How I became the story and why the Right is wrong

12 April 2012

There's an old maxim among journalists that you shouldn't let yourself become the story.

As the Evening Standard's long-serving comment editor, I'm mostly happy to commission others to write on these pages and let them take both plaudits and flak.

But when I find that not only have I become the story, in the row over Labour's immigration policy, but that my views have been twisted out of all recognition, I have to respond.

I wrote here last Friday that, in the wake of the Nick Griffin row, we had to be honest about immigration and the benefits it has brought.

I also wrote of my disappointment that ministers have shied away from this debate, a point I illustrated with an account of the shift in immigration policy almost a decade a go.

As a ministerial speechwriter in a former career, in 2000 I penned a key speech for the then immigration minister Barbara Roche, which mooted changes to make it easier for skilled workers to come to the UK.

That was based on a sensitive report on migration by the Prime Minister's Performance and Innovation Unit.

Multiculturalism was not the primary point of the report or the speech.

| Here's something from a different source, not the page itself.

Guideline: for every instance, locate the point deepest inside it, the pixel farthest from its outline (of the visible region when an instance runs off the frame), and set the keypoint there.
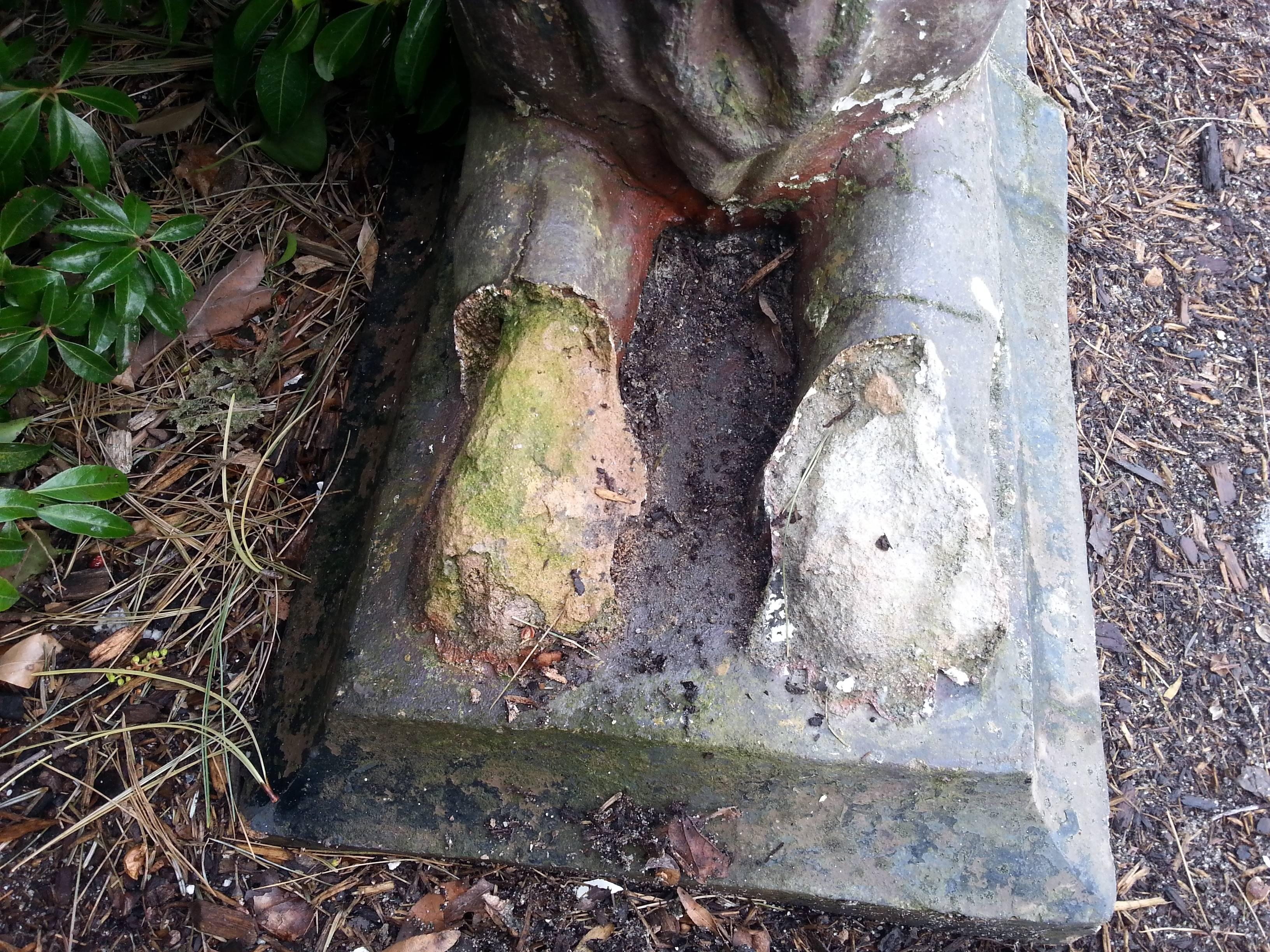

The main goal was to allow in more migrant workers at a point when - hard as it is to imagine now - the booming economy was running up against skills shortages.

But my sense from several discussions was there was also a subsidiary political purpose to it - boosting diversity and undermining the Right's opposition to multiculturalism.

I was not comfortable with that. But it wasn't the main point at issue.

Somehow this has become distorted by excitable Right-wing newspaper columnists into being a "plot" to make Britain multicultural.

There was no plot. I've worked closely with Ms Roche and Jack Straw and they are both decent, honourable people whom I respect (not something I'd say for many politicians).

What's more, both were robust on immigration when they needed to be: Straw had driven through a tough Immigration and Asylum Act in 1999 and Roche had braved particularly cruel flak from the Left over asylum seekers.

Rather, my sense was that the nervousness came primarily from No 10.

According to my notes of one meeting in mid-July 2000, held at the PIU's offices in Admiralty Arch, there was a debate about whether the report should be published by the PIU or by the Home Office: the PIU didn't think the Prime Minister wanted his "prints" on it.

From Tony Blair, the man who took us to war in Iraq on a lie - and who later fired the faithful Roche on a whim, months before she lost her seat thanks to the war - I don't find that particularly surprising.

Perhaps the lesson of this row is just how hard it still is to have any sensible debate about immigration.

The Right see plots everywhere and will hyperventilate at the drop of a chapati: to judge by some of the rubbish published in the past few days, it's frankly not hard to see why ministers were nervous.

The Left, however, will immediately accuse anyone who raises immigration as an issue as "playing the race card" - as the Government has on several occasions over the past decade.

Both sides need to grow up. A diverse society that welcomes immigrants works.

We've got one right here in London. Why is that so hard to discuss?